The MetroHartford Alliance hired CohnReznick to perform the financial cost analysis used in the report.

Like other cities, Hartford has been hit hard by a post-COVID retreat from office space. With many workers now working fully or partially remote, companies have dramatically reduced their office footprints.

There is a concern among Hartford officials and others that vacancies will continue to rise as more leases come up for renewal.

According to broker CBRE, the vacancy rate of nearly 8 million square feet of office space available in 39 buildings in Hartford’s central business district rose from 17.9% in the second quarter of 2022, to 27.2% in the second quarter of 2023.

Brokers interviewed outside Wednesday's press conference say companies coming contemplating Hartford from outside the region are typically drawn for business reasons other than affordability, although it never hurts to be a relative bargain.

"I think if we were at the opposite end of the list, that would be a detriment to the Hartford market," said John McCormick, executive vice president with CBRE. "In this instance, it is a positive. But I don't know if that's driving decision-makers' decisions to come here." 

Hartford's reputation globally makes it an attractive zip code for companies working in the insurance and financial services field, McCormick said. Its relative affordability and the amenities available in Class A downtown buildings are also attractive to companies already in the region, he said.

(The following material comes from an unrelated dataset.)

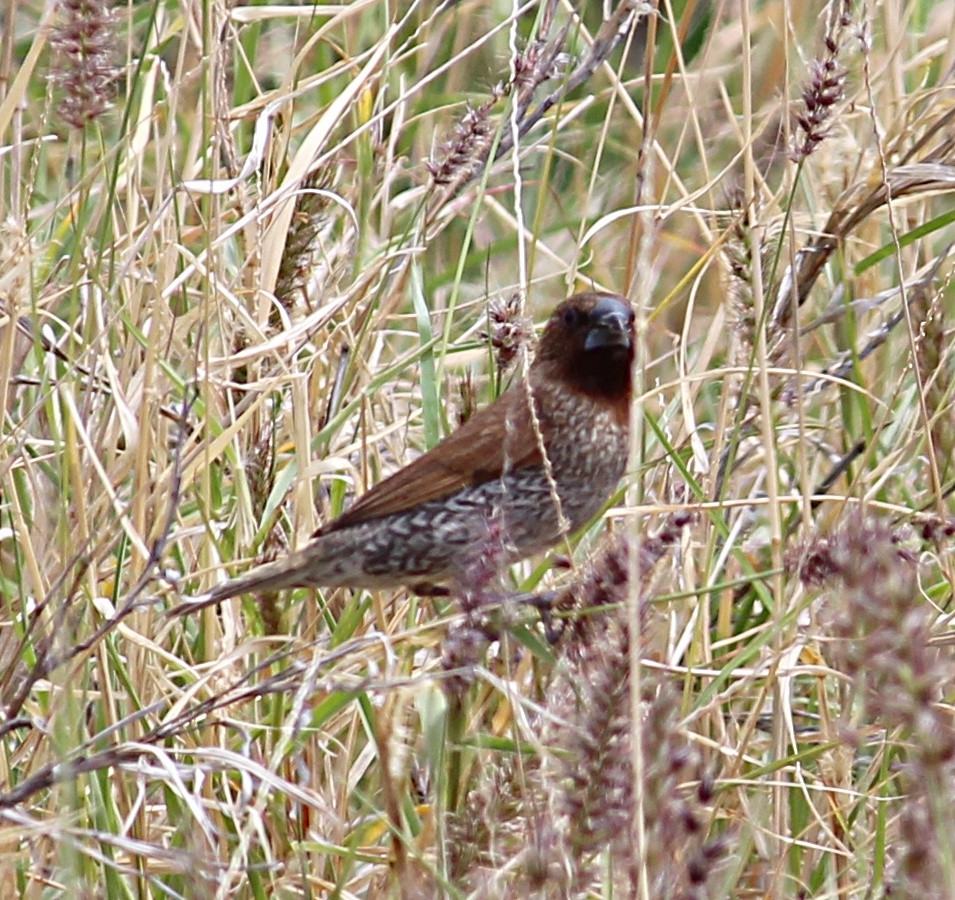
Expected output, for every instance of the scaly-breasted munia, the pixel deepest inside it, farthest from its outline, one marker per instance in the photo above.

Companies from further afield are generally drawn for a specific business acquisition or transaction, he said.

"There's an acquisition," McCormick said. "There's a disposition. There's a group of lawyers or a medical practice that some national company wants to acquire. That's why they look at this market." 

Chris Ostop, managing director of broker JLL Connecticut, said Hartford has long been among the more affordable office markets. He also said cost is a secondary consideration for companies that might come to Hartford from outside the region. The ability to recruit ready talent is more important, Ostop said. 

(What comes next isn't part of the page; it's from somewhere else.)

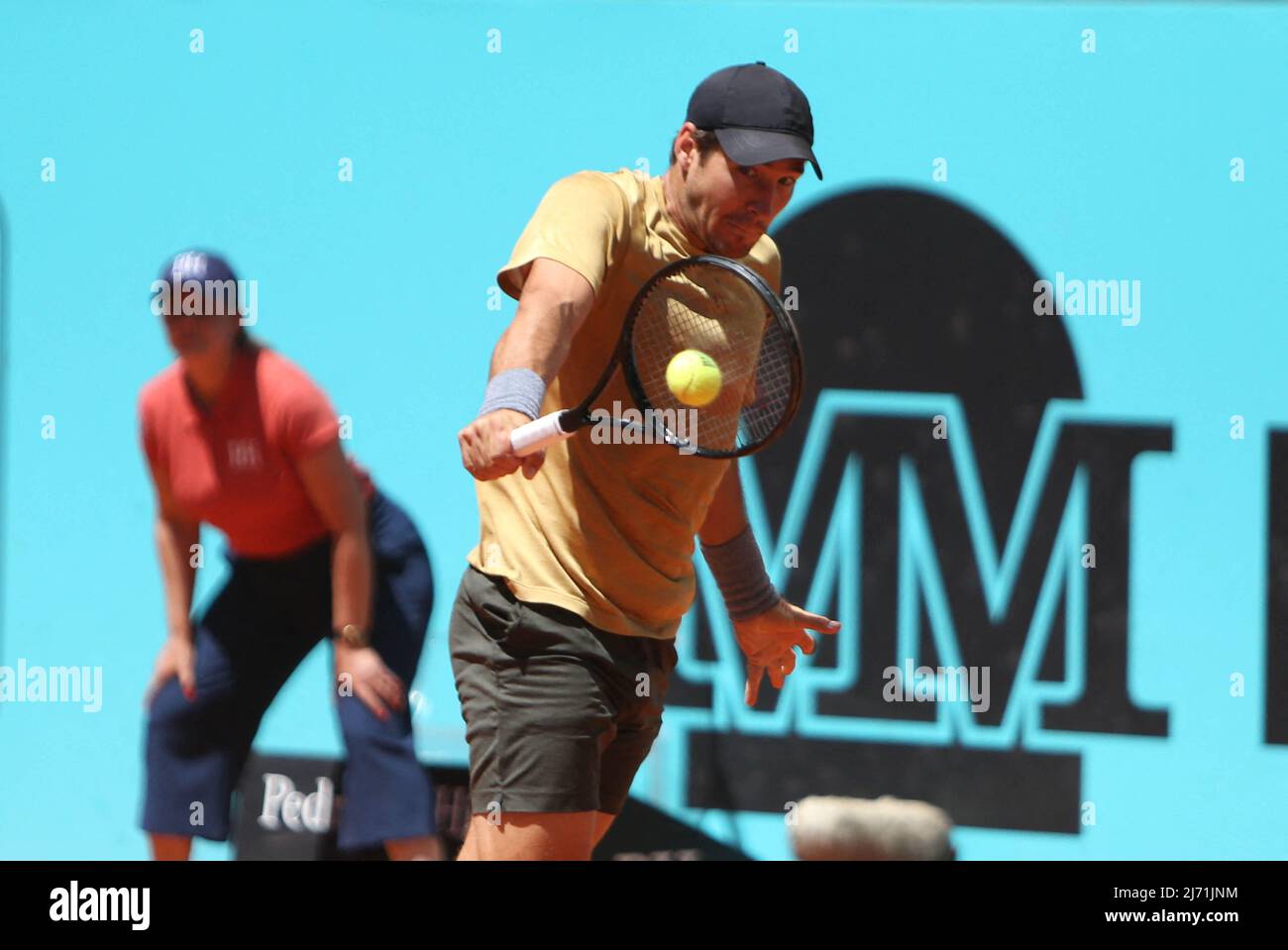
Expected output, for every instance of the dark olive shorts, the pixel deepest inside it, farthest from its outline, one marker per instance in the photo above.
(558, 714)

Increasing office vacancy is a major concern for Hartford, which derives much of its tax base from its large commercial office sector. 

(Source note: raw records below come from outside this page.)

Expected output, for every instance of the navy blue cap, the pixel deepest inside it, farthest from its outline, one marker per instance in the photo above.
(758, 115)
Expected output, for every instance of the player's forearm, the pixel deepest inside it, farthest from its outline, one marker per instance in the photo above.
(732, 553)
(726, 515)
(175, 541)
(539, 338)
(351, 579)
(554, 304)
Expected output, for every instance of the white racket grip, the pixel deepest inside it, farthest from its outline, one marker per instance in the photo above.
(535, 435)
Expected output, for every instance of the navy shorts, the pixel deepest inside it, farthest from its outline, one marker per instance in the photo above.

Corporate workers have also long been an essential client base for Hartford restaurants and retail, particularly in the downtown. The retreat of office users has fueled a renewed urgency for the city to continue building multifamily housing in its downtown, creating a new source of customers for retailers and restaurants.

Mayor Luke Bronin has, in the past, acknowledged the significant challenges the office market decline presents to Hartford. He has also repeatedly voiced hope that companies rethinking their space needs might see Hartford as an appealing alternative, both in terms of costs of doing business and in housing affordability for their staff.

At Wednesday’s press conference, Bronin praised the study as a marketing tool. It comes, he said, at a particularly good time, as many companies are recalibrating space needs.

“This study is a really compelling and powerful demonstration that Connecticut is a good place to do business, that Connecticut is not just competitive, but winning the competition when it comes to all-in cost of doing business, including taxes and the cost of real estate and everything else,” Bronin said.

Bronin and other speakers said Connecticut has a competitive labor pool. Bronin called Hartford’s talent pool in the financial services and insurance sectors “one of the deepest anywhere.”

The study found that annual lease costs and taxes for a 50-employee insurance firm using 20,000 square feet of office space ranged from $863,000 in Des Moines, to $2.37 million in New York City. Hartford’s annual cost was $879,000.

“What the data shows is that we are the second-most competitive city of the 15 cities we looked at,” said MetroHartford Alliance President and CEO David Griggs. “We all know

Connecticut and Hartford are great places to live. We need to make sure that we are telling the right story about what it means to do business here.”

For non-insurance offices using 20,000 square feet, Hartford was the cheapest at a $1 million annual cost for taxes and a lease, versus $2.84 million in New York.